Definition
A defined geographic point on a Standard Instrument Departure (SID) or other published procedure where the pilot transitions from following the published lateral path to following an ATC-assigned heading or radar vector. Up to the pitch point, the aircraft flies the charted route; after it, the aircraft proceeds as directed by ATC.
Plain English
A spot on a departure procedure where you stop following the printed route and start following whatever heading or vector ATC gives you.
Context Anchor
Seen in ATC routing, flight planning, and route amendments that describe where a route change begins.
Derivation
‘Pitch’ here comes from the older sense of ‘to throw’ or ‘hand off’ — the same idea as pitching a ball to someone else.

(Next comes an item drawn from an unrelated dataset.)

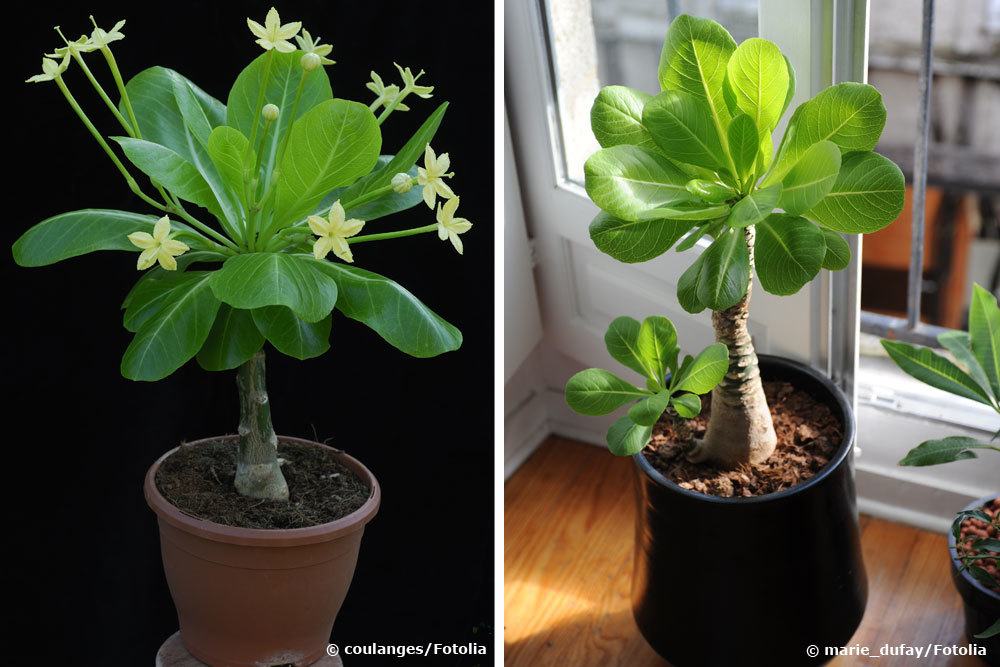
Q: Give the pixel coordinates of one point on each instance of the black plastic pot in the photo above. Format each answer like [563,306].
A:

At the pitch point, the procedure hands you off from the chart to ATC.
Why Pilots Care
Setting the correct pitch point at the right moment controls descent rate and airspeed, directly affecting whether the aircraft lands safely on the runway.
Intuition Check
Do not read pitch point as the airplane’s nose attitude or a climb/descent angle. Here, pitch point means a location on the route where the planned routing changes.
Example Sentence 1
After crossing the pitch point on the SID, the crew expected radar vectors from departure control.
Example Sentence 2
The instructor reminded the student to hold the published pitch point until the runway threshold was reached.